Higgons was reconverted to Protestantism by Thomas Morton, who had replied to one of his books. He then became rector of Hunton, Kent, near Maidstone. During the First English Civil War his living was sequestered, and he was taken into the house of a Daniel Collins of Maidstone. He died there in 1659 and was buried in Maidstone churchyard.

==Works==
- ‘A Scholastical Examination of Man's Iniquity and God's Justice,’ 1608.
- ‘Apology, refuting Sir E. Hoby's Letter,’ &c., Rouen, 1609.

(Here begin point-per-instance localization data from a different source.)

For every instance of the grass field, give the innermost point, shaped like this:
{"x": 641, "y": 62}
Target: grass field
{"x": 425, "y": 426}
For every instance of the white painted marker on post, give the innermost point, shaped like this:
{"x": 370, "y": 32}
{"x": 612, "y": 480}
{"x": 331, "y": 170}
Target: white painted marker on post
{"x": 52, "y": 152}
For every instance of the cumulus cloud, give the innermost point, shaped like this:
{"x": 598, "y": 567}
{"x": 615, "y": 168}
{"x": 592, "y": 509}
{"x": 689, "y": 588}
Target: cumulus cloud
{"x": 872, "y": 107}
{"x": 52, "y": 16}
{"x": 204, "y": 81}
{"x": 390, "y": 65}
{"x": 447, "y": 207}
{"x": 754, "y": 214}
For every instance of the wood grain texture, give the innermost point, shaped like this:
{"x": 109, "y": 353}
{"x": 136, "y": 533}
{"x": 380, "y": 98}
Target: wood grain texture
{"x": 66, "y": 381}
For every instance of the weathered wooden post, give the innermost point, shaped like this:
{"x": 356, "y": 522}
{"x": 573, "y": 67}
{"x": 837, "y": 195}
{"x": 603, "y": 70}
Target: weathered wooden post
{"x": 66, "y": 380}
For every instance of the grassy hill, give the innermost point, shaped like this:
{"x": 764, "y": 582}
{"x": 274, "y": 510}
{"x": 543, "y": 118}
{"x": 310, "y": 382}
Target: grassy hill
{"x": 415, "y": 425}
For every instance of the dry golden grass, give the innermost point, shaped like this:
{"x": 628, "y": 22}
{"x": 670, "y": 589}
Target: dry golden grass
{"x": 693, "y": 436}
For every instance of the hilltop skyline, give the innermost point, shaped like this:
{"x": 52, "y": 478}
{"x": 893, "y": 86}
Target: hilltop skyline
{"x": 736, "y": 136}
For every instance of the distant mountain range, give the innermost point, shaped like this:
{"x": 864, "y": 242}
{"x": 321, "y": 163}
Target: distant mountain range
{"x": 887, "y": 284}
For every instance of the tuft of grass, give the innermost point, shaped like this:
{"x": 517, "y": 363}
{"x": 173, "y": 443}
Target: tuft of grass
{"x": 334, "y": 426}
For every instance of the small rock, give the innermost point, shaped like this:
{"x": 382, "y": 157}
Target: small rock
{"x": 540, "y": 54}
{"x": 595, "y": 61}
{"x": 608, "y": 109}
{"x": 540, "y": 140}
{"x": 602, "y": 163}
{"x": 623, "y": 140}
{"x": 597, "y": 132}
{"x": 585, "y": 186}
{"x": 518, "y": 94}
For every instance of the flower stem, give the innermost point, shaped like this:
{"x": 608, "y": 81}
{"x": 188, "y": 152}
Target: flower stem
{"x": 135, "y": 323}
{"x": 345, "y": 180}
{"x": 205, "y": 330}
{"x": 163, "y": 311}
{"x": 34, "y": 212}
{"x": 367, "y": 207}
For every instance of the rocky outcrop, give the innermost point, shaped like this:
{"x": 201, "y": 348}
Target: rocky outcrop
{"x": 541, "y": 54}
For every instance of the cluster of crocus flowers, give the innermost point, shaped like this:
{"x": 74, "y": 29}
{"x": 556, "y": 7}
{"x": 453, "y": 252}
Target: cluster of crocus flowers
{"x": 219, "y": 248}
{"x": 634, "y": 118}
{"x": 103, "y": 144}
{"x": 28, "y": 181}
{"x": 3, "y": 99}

- ‘The First Motive to suspect the Integrity of his Religion, with an Appendix against Dr. Field, Dr. Humfrey, &c.,’ 1609. Under his Catholic pen name of Thomas Forster.
- ‘Sermon at St. Paul's Cross,’ 1610.
- ‘Reasons proving the lawfulness of the Oath of Allegiance,’ 1611.
- ‘Sermon on Ephesians ii. 4–7,’ London, 1611.
- ‘Mystical Babylon, or a Treatise on Apoc. xxiii. 2,’ London, 1624.
- ‘A Miscellany of divers remarkable Passages and Practices of Master Freeman, by T. H., rector of Hunton,’ 1655 (appended to Robert Boreman's Mirrour of Mercy and Judgment).